# Blocking sites with PF?



## Deleted member 2077 (May 22, 2012)

I recently switched to pf from ipfw and trying to figure out how to block a list of sites from a file?  I tried google, but must be using the wrong keywords.

In ipfw I just had a list of sites: /etc/badguys.txt and had a simple bash script to loop though and do this for each line:


```
ipfw add $id deny ip from any to "$url"
```

Is there a way to do this with pf?

The list changes a lot, so don't want to hardcode it in /etc/pf.conf


----------



## wblock@ (May 22, 2012)

pf(4) has support for persistent tables, at least of IP addresses.  Haven't tried domain names or URLs, but be aware that domain names don't always resolve to the same IP.


----------



## bbzz (May 22, 2012)

Maybe not an answer to your question, but use *squid* proxy/*dansguardian* for content filtering, way more effective than to let firewall do this.


----------



## Deleted member 2077 (May 22, 2012)

bbzz said:
			
		

> Maybe not an answer to your question, but use *squid* proxy/*dansguardian* for content filtering, way more effective than to let firewall do this.

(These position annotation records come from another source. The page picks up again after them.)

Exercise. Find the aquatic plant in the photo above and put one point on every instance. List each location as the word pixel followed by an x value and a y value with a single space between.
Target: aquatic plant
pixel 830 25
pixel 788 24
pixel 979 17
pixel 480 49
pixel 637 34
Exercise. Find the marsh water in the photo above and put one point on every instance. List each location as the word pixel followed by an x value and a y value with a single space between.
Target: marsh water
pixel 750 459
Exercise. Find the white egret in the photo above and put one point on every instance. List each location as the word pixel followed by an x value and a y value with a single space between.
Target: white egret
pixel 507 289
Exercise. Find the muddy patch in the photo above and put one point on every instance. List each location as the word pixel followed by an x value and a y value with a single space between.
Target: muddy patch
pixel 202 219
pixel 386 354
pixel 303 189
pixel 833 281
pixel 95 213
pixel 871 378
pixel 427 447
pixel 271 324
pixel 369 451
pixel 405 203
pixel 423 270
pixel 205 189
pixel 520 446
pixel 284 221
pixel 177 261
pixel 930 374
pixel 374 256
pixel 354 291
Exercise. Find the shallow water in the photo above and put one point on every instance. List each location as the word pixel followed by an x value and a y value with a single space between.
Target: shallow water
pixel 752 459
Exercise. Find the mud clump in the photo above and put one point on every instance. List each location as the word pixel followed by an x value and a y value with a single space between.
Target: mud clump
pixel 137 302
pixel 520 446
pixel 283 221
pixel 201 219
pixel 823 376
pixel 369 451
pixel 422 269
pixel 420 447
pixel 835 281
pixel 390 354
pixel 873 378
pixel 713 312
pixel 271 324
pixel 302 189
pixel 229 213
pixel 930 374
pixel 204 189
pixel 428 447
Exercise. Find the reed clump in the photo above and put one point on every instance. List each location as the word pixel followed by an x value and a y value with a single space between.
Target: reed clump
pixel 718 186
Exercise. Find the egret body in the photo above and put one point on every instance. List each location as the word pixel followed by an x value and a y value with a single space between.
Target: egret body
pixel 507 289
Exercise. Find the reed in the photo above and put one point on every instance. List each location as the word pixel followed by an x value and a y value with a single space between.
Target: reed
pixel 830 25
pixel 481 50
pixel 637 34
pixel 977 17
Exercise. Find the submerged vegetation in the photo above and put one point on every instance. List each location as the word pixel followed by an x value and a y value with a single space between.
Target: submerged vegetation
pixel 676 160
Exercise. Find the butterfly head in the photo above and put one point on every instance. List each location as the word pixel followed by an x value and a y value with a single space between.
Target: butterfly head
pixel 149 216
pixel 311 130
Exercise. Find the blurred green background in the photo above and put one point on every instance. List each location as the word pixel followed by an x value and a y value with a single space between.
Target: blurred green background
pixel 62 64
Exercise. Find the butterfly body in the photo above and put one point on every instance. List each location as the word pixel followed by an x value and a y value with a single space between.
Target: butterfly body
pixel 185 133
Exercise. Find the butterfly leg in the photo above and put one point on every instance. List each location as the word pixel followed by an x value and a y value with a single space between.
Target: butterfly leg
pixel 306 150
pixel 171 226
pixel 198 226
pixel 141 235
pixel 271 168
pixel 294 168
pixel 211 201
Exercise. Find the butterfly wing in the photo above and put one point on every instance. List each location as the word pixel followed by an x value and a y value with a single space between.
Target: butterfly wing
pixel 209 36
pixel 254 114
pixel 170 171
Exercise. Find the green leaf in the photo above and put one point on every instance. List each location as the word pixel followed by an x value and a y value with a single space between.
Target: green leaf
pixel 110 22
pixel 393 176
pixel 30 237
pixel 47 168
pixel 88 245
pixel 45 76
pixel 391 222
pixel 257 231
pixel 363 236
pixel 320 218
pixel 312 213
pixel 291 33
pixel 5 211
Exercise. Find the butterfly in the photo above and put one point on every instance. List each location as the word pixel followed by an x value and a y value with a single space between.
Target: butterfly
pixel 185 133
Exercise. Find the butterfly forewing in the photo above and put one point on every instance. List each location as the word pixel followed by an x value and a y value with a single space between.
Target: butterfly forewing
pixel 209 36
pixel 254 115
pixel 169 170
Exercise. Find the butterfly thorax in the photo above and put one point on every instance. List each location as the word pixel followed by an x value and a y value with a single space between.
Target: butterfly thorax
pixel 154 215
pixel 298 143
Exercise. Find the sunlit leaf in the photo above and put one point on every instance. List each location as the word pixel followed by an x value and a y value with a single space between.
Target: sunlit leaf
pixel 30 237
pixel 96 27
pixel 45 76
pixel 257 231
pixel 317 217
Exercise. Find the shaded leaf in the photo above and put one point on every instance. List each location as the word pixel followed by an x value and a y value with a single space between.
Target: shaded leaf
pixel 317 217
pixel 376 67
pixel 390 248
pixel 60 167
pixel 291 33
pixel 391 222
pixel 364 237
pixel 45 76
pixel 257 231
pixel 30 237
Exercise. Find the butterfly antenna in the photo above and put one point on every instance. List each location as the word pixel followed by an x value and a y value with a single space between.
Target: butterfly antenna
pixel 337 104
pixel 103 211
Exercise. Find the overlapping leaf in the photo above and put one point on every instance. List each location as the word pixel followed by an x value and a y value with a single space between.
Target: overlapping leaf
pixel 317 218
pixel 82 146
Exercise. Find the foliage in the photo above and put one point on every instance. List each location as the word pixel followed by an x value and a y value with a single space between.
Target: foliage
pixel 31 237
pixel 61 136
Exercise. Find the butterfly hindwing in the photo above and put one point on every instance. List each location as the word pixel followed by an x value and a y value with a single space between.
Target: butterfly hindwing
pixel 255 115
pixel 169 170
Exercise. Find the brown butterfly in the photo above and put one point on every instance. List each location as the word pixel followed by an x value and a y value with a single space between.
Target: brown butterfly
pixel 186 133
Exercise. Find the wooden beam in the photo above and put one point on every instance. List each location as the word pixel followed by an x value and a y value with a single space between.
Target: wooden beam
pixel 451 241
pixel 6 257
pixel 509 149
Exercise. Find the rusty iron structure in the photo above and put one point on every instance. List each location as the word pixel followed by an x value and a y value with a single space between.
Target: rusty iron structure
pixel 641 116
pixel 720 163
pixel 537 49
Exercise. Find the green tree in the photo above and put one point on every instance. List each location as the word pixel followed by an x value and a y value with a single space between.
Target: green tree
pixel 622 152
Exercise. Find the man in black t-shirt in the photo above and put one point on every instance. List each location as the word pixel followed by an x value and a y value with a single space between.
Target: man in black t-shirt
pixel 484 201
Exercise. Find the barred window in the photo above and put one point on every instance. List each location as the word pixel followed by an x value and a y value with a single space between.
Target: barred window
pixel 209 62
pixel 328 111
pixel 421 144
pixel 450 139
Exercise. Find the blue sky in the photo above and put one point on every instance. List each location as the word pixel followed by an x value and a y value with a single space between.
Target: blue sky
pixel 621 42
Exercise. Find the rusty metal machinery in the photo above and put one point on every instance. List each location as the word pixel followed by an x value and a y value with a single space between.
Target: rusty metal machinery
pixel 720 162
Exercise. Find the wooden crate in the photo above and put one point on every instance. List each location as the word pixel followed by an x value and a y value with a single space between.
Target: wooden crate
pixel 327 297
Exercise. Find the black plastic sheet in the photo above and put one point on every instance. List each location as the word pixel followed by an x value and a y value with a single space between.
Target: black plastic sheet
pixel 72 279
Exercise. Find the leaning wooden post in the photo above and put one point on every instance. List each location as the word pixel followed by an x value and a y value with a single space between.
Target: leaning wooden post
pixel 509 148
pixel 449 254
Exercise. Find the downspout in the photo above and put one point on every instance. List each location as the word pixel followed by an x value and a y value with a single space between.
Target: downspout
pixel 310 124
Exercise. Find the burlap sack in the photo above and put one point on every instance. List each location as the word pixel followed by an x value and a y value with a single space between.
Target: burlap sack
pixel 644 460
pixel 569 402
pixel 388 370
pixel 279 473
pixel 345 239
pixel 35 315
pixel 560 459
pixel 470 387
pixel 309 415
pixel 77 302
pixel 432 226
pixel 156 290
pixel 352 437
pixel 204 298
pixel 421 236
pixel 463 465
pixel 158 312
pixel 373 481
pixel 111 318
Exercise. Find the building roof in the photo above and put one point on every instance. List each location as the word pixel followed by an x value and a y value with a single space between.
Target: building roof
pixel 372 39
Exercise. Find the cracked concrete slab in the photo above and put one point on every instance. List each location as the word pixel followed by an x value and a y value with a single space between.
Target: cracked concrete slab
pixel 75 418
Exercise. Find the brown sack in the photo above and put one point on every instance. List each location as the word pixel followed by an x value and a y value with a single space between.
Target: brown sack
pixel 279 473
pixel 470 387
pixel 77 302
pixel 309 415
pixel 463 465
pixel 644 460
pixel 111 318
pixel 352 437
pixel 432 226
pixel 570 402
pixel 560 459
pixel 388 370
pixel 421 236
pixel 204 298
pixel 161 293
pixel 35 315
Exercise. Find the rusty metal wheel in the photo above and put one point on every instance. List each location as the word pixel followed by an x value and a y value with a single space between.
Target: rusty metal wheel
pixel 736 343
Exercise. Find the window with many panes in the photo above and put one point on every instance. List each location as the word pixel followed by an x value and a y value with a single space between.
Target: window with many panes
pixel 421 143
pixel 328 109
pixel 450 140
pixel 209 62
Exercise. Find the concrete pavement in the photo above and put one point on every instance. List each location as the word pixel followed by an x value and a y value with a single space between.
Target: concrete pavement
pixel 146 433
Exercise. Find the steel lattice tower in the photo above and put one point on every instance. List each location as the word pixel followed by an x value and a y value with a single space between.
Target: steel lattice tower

We do have squid and block some sites though that; but we need to block more than websites.  For example, one user got a virus that keeps "calling home" and needed a quick way to just stop all that traffic.  There is nothing valid on that IP that anyone needed, so a way to block all traffic would have been quite useful.


----------



## Deleted member 2077 (May 22, 2012)

wblock@ said:
			
		

> pf(4) has support for persistent tables, at least of IP addresses.  Haven't tried domain names or URLs, but be aware that domain names don't always resolve to the same IP.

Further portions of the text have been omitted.